Posted by Kreepy Individual on Mar-18-08

     Isn’t the internet a scary thing? Most of my life is now virtual (lies! ha! But it is a dream). I want to document pretty much everything that I do (but I’m a lazy bum, so unlikely that this dream will ever see even a glimmer of the light at the end of the reality tunnel). So, I have set up this blog for the mundane stuff that can’t possibly be considered interesting enough for a randomness. This is just to document what I am up to on a daily (or not so daily, as it will become, trust me) basis. I will start with now.

     I am still working on a complete redesign of all of my sites. Kreepyindividual.com just saw it’s new template come to life. I officially installed all of my new code yesterday (still working out a few kinks) and almost everything seems to be functional. I don’t think I lost any content (a magnificent feat, that’s how you know that your modular site is really modular). I didn’t have to change any actual pages, just all the layout code, so I guess I coded it properly, that was the plan. I am now working on KiPCs.com, which is my business website for KreepyIndividual Personal Computer Systems and Kevin C. Kurtz Computers (the service side of things). Yes, I am an uber-geek; don’t make fun of me, it’s rude. :)
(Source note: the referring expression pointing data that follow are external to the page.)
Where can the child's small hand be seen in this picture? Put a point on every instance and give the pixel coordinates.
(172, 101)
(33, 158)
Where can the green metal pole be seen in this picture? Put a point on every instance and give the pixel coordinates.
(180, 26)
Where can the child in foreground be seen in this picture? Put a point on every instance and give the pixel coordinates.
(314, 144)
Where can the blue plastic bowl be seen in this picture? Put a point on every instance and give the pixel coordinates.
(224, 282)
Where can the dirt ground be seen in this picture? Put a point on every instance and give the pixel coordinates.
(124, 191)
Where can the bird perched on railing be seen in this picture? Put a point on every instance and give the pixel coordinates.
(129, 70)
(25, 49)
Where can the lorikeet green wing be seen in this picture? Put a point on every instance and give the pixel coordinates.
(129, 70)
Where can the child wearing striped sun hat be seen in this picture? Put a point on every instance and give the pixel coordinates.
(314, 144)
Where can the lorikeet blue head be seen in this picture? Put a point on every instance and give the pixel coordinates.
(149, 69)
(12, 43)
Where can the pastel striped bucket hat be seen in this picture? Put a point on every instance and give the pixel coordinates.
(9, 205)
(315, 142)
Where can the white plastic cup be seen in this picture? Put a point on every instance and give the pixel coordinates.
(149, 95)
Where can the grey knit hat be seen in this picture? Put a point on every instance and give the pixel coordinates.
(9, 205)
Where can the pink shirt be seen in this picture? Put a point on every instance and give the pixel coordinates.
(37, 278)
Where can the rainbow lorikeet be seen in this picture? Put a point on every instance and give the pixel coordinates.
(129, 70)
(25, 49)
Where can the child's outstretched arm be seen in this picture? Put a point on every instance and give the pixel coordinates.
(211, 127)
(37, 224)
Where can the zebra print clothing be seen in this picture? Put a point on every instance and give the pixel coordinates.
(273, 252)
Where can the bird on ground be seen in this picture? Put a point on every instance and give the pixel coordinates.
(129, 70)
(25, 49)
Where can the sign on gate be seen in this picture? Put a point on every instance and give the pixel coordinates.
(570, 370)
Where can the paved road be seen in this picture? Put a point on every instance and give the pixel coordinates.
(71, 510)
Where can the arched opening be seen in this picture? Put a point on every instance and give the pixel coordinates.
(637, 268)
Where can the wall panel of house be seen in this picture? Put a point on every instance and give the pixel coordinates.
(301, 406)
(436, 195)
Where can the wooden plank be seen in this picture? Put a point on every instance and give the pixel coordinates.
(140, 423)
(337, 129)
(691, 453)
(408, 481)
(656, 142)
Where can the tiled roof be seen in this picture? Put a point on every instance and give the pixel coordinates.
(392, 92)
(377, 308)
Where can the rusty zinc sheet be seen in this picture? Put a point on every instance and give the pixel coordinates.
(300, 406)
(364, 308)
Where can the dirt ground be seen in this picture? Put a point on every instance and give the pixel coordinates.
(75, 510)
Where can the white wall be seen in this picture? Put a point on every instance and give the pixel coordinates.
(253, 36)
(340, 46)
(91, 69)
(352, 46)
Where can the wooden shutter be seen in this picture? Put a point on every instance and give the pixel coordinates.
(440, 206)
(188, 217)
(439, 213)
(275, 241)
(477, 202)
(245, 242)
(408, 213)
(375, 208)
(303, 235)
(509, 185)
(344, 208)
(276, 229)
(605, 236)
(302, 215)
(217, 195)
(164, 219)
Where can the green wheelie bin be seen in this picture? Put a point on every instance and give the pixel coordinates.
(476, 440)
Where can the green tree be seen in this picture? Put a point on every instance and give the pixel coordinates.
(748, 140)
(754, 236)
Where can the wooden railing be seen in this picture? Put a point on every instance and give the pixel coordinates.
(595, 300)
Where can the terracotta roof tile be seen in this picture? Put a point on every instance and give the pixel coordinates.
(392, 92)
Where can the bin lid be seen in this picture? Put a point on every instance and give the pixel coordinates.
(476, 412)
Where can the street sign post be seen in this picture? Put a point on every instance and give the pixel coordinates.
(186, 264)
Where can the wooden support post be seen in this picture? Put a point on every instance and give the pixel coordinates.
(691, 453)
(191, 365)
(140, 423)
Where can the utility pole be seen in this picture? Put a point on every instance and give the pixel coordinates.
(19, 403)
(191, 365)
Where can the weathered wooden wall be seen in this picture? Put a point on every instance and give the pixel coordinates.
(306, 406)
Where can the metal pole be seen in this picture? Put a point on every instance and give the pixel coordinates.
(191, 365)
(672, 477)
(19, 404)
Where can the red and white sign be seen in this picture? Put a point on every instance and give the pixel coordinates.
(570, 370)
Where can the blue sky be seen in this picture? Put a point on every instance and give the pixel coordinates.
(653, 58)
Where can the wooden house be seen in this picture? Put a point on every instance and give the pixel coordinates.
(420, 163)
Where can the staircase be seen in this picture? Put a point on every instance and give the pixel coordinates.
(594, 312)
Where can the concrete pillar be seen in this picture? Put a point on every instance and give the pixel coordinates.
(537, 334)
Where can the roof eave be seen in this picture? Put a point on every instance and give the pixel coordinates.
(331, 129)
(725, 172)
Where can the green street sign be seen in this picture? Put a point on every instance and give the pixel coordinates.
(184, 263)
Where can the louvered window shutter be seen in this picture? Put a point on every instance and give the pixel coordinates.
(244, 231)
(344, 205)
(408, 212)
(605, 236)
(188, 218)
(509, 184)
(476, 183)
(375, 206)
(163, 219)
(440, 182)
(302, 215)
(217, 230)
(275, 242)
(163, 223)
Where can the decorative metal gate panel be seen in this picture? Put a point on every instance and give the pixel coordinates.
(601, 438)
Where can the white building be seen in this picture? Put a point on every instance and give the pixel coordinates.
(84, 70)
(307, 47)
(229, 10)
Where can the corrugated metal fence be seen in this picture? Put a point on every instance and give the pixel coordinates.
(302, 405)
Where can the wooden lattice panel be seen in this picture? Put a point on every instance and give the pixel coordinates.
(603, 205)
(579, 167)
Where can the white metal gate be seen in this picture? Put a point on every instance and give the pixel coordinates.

     So, that is today’s (and probably a lot more than just today) project. After that I would like to get the BitDestroyer site functional (kreepyindividual.com/bitdestroyer), it has some content now, but I need it to look good… It would also help if I eventually finished coding BitDestroyer I suppose… Definitely couldn’t hurt anything. It was coming along okay, but then I found myself a new lady friend and have been rather distracted for the last month (hence, not a single KI post in all of February), but I thought the new layout would kick it up a notch and I posted several new pages that I was withholding for the new event. (I think I will use this to post more personal stuff, I don’t like to talk about anything really personal in my randomnesses, the site was never meant for that, it was supposed to be a geek site… my personal life (or lack there of) should not be involved… much).

     I guess only time will tell if I actually use this or not, but either way, WordPress is some impressive software. I highly recommend checking it out if you are in need of a blogging package. I discovered this from fredart.com (the guy who owns MegaTokyo, my favorite online comic). He uses this as his blogger as well. Thought I would give it a shot.